On November 28, on the 23rd Sunday after Pentecost, Rector of St. George Church, Archpriest Igor Tarasov served the Divine Liturgy in our parish temple. After the readings from the Sacred Scripture he preached the following homily:

“Dear brothers and sisters in Christ! Today we begin the Nativity Fast. We are going to start spiritually preparing for Christmas, for the celebration of the Birth of the Savior. And today’s Sunday Gospel lesson offers us a great instruction from the parable about Good Samaritan (Lk. 10, 25-30). Interestingly, those two words were not imaginable by the Jews in the time of Christ. Samaritans were enemies and could not be called “good”. However, our Lord tells this parable and wishes His listeners to change their mind. By this He teaches us that God’s commandment of love towards the neighbor concerns all men, and not just our relatives or compatriots. It is very difficult in our times when people are so divided. From time to time we talk about the fact that this country is so divided politically. And many other countries and nations are either divided or hostile to each other”.
“Withdrawing from any political talks, we should now reflect on the spiritual meaning of that parable”.
“A certain man goes down from Jerusalem to Jericho. A certain man means any man, any one of us. Jerusalem signifies heaven and Jericho signifies the earth. This is the destiny of us all, to be on earth, although our home is in heaven. This man falls among thieves who strip him of his clothes, wounding him and leaving him half-dead (Lk. 10, 30). Here the thieves mean the demons who attack us through our weaknesses and wound us, leaving us stripped of our spiritual clothes and spiritually dying, having lost grace and faith”.
“A priest and then a Levite pass by and do not help (Lk. 10, 31-32). By them we understand those who, having a higher rank and duty, have hard hearts and show no love, for they are hypocrites and “pass by on the other side”. But a Samaritan helps the man, shows compassion. Although the Samaritan does not share the fullness of the outward faith, his heart is kind, and he shows mercy. This Good Samaritan represents Christ Himself. Christ was rejected by the Jews, but had great compassion which the Jews did not have”.
“The Samaritan, that is Christ, went to the man and bound up his wounds and poured in oil and wine and then set the man on his own animal. This is what Christ did for us: He came to us. In other words He became man, one of us. He then bound up our spiritual wounds with His word and poured on us His grace of salvation, the oil and wine of our souls. Then he set us on his own animal, in other words he gave us faith. Without faith we are not able to walk, so faith is our ride to salvation, our transport”.
“The Samaritan then took the man to an inn, cared for him and gave the innkeeper two denarii to look after the man, telling the innkeeper that if it cost more, he would repay him when he returned. (Lk. 10, 34-35). By the inn, we would understand the Church, where men can receive Christ’s healing and care. Faith transports us to the Church. Then the innkeeper is the priest, the dispenser of the grace and healing. But it is true that all members of the Church are also innkeepers, dispensers of spiritual and other help to those in the world around us”.
“The two coins represent the two ways in which we are saved. First of all, we need to repent through prayer and fasting. That is the first coin. The second coin, however, is the grace of the Sacraments that we receive from God in response to our repentance and prayer and fasting. Thus these two coins are both very important. Together they form a virtuous circle”.
“And finally, if we, members of the Church of God, the “innkeepers”, stretch our hands to others and give more of ourselves, spend more on loving care of others – then Christ will reward us when He returns at the end of the world”.
“Dear brothers and sisters! This is the spiritual meaning of today’s parable. Christ tells it to the lawyer who knows the commandments but does not apply them. And Christ says to him: “Go and do likewise” (Lk. 10, 37). Thus today Christ says to each one of us also: “Go and do likewise””.

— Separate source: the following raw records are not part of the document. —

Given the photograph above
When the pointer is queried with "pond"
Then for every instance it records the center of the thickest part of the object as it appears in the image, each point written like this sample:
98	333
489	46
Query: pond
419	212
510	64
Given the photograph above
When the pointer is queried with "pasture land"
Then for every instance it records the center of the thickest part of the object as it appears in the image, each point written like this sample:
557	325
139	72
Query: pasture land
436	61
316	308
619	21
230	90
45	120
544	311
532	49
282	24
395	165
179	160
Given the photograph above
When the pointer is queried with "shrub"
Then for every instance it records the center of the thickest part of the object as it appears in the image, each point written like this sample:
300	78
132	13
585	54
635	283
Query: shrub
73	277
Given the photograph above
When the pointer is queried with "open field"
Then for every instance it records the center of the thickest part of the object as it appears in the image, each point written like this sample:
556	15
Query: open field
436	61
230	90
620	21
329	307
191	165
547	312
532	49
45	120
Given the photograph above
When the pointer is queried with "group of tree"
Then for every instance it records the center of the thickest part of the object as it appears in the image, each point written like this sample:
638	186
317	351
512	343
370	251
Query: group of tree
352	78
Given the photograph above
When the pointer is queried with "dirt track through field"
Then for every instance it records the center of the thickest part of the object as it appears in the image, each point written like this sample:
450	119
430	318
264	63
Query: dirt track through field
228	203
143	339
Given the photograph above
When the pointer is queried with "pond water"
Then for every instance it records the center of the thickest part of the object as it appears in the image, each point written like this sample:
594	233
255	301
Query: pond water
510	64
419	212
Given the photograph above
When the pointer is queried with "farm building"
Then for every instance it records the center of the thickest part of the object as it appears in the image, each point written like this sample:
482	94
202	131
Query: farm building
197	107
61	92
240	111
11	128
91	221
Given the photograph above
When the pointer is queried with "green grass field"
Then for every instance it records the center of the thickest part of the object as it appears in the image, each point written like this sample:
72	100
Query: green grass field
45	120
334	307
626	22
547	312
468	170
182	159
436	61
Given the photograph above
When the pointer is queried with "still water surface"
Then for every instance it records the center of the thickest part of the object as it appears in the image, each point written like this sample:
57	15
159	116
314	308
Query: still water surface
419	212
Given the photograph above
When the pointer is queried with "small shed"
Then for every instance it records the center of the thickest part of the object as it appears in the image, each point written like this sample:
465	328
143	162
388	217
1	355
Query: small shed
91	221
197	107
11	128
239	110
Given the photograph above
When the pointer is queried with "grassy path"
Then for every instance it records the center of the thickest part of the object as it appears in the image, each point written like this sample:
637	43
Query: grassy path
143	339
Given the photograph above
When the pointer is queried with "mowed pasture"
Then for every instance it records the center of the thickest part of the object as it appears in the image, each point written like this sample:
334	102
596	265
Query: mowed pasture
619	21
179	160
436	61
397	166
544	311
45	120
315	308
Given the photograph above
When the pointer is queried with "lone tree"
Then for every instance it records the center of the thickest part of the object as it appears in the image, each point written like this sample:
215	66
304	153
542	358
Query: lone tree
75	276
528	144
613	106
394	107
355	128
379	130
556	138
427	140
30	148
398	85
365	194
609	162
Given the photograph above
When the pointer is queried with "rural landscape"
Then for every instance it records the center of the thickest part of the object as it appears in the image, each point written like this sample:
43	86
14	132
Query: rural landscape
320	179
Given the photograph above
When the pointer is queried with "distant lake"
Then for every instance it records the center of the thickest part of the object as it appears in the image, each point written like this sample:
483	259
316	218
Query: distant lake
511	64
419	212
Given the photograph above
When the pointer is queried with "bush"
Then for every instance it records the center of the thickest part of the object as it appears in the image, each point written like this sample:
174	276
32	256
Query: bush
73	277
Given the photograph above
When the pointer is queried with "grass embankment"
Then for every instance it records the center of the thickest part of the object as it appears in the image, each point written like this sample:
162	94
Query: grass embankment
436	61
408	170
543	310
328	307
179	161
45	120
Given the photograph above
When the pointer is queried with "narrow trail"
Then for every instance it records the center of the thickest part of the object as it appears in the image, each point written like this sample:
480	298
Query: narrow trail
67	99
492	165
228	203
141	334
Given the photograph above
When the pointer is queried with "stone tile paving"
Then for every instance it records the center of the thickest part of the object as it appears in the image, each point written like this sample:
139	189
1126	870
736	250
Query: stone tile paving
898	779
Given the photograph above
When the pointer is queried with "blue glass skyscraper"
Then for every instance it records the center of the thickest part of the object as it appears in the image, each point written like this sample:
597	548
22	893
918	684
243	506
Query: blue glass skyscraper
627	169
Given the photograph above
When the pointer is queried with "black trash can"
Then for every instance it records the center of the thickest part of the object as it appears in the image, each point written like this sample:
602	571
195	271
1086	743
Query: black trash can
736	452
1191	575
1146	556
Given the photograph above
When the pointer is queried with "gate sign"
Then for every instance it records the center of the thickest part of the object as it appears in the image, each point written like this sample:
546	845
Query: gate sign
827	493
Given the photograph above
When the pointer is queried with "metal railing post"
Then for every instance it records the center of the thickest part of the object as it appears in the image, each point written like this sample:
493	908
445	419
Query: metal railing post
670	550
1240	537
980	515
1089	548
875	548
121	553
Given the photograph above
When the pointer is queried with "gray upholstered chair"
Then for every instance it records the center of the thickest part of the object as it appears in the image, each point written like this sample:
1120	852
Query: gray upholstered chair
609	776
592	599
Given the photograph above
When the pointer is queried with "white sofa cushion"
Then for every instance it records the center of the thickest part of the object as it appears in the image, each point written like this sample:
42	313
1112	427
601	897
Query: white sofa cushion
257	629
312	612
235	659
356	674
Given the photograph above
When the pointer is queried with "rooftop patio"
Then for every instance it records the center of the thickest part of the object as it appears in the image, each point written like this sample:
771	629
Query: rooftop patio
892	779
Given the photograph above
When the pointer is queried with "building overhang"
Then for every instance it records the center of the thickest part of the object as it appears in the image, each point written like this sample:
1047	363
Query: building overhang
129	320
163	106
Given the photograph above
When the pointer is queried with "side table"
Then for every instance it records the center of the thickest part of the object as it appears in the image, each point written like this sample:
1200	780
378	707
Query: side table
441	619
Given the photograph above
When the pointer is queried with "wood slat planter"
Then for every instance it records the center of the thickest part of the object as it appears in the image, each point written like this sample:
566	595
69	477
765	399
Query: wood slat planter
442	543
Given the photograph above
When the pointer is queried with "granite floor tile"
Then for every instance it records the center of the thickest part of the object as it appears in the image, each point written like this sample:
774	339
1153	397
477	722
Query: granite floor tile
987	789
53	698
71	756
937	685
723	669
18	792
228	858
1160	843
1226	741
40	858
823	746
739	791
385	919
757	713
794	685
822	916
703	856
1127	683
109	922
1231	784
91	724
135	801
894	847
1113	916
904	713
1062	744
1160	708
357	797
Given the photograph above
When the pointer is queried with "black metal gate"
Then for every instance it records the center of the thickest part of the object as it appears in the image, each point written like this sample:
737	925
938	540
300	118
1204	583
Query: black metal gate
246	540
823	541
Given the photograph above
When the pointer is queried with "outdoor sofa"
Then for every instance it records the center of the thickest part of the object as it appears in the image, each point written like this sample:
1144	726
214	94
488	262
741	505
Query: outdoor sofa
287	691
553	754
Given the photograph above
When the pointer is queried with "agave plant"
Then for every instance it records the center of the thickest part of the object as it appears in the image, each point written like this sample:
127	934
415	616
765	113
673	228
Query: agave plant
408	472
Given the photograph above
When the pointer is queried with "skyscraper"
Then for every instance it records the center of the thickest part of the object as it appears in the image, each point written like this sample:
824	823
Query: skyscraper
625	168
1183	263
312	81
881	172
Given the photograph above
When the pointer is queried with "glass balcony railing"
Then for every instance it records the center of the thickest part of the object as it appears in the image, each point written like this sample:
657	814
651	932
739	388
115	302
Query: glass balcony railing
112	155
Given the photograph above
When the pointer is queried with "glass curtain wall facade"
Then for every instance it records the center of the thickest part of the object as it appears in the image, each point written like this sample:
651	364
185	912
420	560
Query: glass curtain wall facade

During the Litany of Fervent Supplication, Fr. Igor proclaimed a petition beseeching the Lord to spare the faithful from the outbreak of the disease as well as a petition of thanksgiving due to the last week’s celebration of the Thanksgiving Day.

During preparation for Holy Communion the choir nicely performed the Psalm 33.

Following the dismissal of the Liturgy the Rector reminded the parishioners of the beginning of the Nativity Fast and made some announcements. He also congratulated the Suric family on the occasion of their son’s past name day. Fr. Igor greeted little Victor, handed to him the Theotokian prosphora and proclaimed the Polychronion on his behalf.

After the Liturgy the Rector performed the memorial Litia for the newly-departed Archpriest George Chuviakov, a priest who baptized Fr. Igor, as well as commemorating Elena Malyshev, the deceased spouse of Andrew Malyshev on the day of her passing.